The hardest part was finding the damn capacitors. I had to drive to three different stores and deep into the valley to find the proper ones. Samsung must be screwing a lot of people if that one 1,000 MF size is selling out. So if you own a Samsung HDTV, bookmark this video because you will get fucked eventually. Repairing it yourself will set you back around $25-$30 if you don’t own a soldering iron. That’s about $370 cheaper than paying someone. A couple of notes about this instructional: it doesn’t mention that there’s a positive and negative wire on the capacitor. When putting in the new capacitors, make sure the white stripe is aligned to the thick black mark on the circuit board. Also, his TV is only a year old. If your TV is older, like mine, removing the old solder will leave a bit more gunk. Don’t skip that last step in part two where he cleans his circuit board with alcohol, it’s better to be safe than sorry. Anyway, my TV works like new now. Real World: DC, you will get watched tonight.

12:30 pm


1 foot-long chicken breast sandwich on white

1 can of Diet Coke

5 pm

1 brownie

8:30 pm

chicken paprikash over egg noodles

2 glasses of Dry Creek zinfandel

1 can of Diet Pepsi

I went to Budapest this past summer and I naturally came back with paprika. It also sat unused on my pantry shelf for six months. Today, I ended up with four pounds of chicken breasts that I had no idea what to do with. Then I remembered my unused paprika and a delicious chicken paprikash dish that Abigail ate at a fancy restaurant we went to in Budapest. It was deconstructed, with foams made out of paprika, cream and parsley that was arranged in a pretty color scheme of the Hungarian flag. Since I don’t have the skills or CO2 canisters to make foams, so I couldn’t recreate that dish. I went with the more traditional route instead, though I should note that a proper Hungarian paprikash doesn’t have tomatoes or bell peppers. I used tomatoes because I liked the flavors, and bell peppers because they were in my fridge and had to be used soon. Also, I used olive oil instead of butter. I realize that I forced quite a bit of Italian touches into my Hungarian dish, just like Mussolini and World War II. On that note…

Chicken Paprikash recipe

– Cut two chicken breasts into 1″ pieces and season with salt and pepper.

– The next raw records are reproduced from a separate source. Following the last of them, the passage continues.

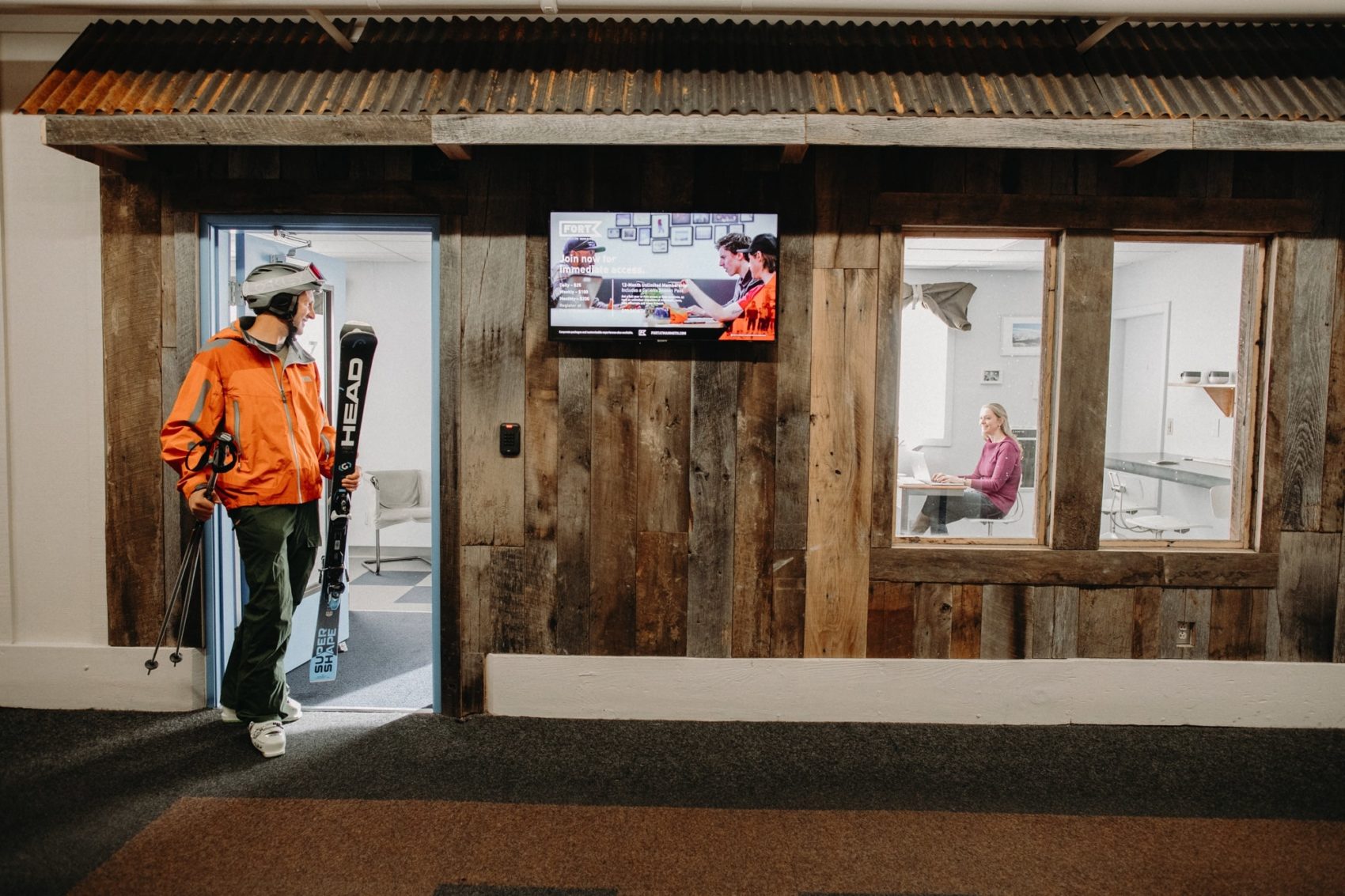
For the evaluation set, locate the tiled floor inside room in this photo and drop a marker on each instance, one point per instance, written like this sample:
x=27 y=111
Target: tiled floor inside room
x=388 y=662
x=403 y=587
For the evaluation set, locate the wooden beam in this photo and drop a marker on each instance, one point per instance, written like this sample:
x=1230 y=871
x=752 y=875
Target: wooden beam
x=1093 y=213
x=1139 y=157
x=666 y=130
x=240 y=130
x=130 y=153
x=455 y=151
x=1107 y=27
x=330 y=27
x=1101 y=568
x=132 y=395
x=599 y=130
x=1083 y=338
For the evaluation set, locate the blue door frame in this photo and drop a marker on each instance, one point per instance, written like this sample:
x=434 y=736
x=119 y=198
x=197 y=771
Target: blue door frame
x=221 y=576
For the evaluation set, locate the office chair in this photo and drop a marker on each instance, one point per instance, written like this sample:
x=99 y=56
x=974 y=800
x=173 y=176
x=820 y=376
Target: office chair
x=400 y=495
x=1129 y=495
x=1013 y=516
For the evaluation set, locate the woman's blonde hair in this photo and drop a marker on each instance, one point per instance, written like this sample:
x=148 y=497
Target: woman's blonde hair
x=998 y=410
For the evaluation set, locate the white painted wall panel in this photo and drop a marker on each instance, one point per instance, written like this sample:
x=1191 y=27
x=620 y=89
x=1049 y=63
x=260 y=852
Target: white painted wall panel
x=54 y=584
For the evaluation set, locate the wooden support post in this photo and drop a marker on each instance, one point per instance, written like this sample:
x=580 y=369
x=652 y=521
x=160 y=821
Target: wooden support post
x=330 y=27
x=1083 y=339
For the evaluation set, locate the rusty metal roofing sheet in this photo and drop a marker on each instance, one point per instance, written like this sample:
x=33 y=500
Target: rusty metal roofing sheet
x=1022 y=69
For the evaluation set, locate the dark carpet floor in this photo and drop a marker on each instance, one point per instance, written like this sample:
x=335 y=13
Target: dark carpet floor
x=151 y=802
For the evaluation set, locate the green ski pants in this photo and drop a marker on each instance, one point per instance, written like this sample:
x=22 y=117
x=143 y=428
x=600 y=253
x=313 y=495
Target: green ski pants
x=278 y=545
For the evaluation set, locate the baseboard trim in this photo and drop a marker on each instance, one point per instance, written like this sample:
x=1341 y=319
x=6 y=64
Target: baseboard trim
x=985 y=692
x=93 y=677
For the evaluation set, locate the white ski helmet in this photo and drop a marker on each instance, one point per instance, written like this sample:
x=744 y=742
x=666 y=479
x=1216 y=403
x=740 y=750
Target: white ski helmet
x=276 y=287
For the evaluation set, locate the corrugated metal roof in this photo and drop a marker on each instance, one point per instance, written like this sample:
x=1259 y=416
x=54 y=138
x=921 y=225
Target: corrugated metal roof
x=1022 y=69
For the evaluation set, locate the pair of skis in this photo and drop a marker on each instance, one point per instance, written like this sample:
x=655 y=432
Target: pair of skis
x=357 y=355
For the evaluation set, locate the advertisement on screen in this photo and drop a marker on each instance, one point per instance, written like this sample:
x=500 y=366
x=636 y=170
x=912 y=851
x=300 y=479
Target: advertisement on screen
x=659 y=276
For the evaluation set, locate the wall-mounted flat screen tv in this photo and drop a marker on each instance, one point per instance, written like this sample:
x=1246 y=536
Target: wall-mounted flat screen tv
x=655 y=276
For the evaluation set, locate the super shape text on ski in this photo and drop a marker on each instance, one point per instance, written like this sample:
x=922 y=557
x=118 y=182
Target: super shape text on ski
x=357 y=355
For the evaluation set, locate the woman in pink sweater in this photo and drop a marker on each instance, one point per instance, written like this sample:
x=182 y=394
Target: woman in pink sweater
x=991 y=489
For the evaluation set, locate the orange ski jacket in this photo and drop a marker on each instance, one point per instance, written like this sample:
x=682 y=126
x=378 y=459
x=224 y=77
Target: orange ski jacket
x=272 y=410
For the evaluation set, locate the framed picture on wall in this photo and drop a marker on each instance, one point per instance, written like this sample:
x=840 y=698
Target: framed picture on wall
x=1020 y=335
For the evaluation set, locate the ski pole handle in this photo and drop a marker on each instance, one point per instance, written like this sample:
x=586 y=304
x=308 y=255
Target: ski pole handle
x=222 y=458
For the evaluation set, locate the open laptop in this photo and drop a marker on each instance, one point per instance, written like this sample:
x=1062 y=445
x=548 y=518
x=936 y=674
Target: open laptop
x=919 y=468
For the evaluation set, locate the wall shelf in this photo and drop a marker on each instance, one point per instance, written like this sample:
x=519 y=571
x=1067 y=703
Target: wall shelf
x=1222 y=395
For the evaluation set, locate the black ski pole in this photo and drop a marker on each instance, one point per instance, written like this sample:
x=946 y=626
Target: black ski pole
x=221 y=455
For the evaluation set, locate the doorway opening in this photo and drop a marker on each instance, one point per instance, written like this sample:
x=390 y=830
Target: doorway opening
x=381 y=270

– Combine flour, salt, pepper and enough paprika to tint it slightly pink. I prefer sweet paprika for this dish, but hot will work. Neither of them are actually that spicy. Hot means the peppers for the paprika were smoked, unlike sweet.

– Heat a stainless steel skillet with olive oil (not extra virgin, which has too low of a smoke point and will taste bitter if cooked too hard) or butter. Dredge the chicken pieces in seasoned flour, shake off excess, brown in the pan and reserve.

– Pour a bit more oil into the same pan and add two cloves chopped garlic and one diced onion. Season the onions, and sprinkle just enough paprika to coat the onions and sweat over medium-low heat. When onions are translucent, add one diced bell peppers and a handful of diced, peeled and seeded tomatoes (I splurge on San Marzano tomatoes and I think is worth the extra couple of dollars. You can eyeball the amount, depending on taste, and even add tomato paste if you want).

– Pour just enough chicken stock to cover the vegetables. Mix in thyme and cumin. I would’ve added marjoram too if I had that. Add back the cooked chicken pieces, simmer and reduce.

– Put a spoonful of sour cream in a bowl and season with a bit more paprika, salt and pepper. Take some of the cooking liquid and mix into the sour cream to raise it’s temperature. When the paprikash is partially reduced, stir in the sour cream. Tempering the sour cream keeps it from curdling in high heat, and the texture will be silkier.

– Once the sauce thickens (shouldn’t take longer than 15-20 minutes total), serve over egg noodles, which is traditional, or cooked rice. Season to taste. Put a dollop of sour cream on top. For an honest Hungarian paprikash, omit tomatoes and bell peppers.

I made enough for four servings, so I invited a friend over to share. My roommate broke out a $30 bottle of wine from a SAG Award gift basket and it was the perfect accompaniment.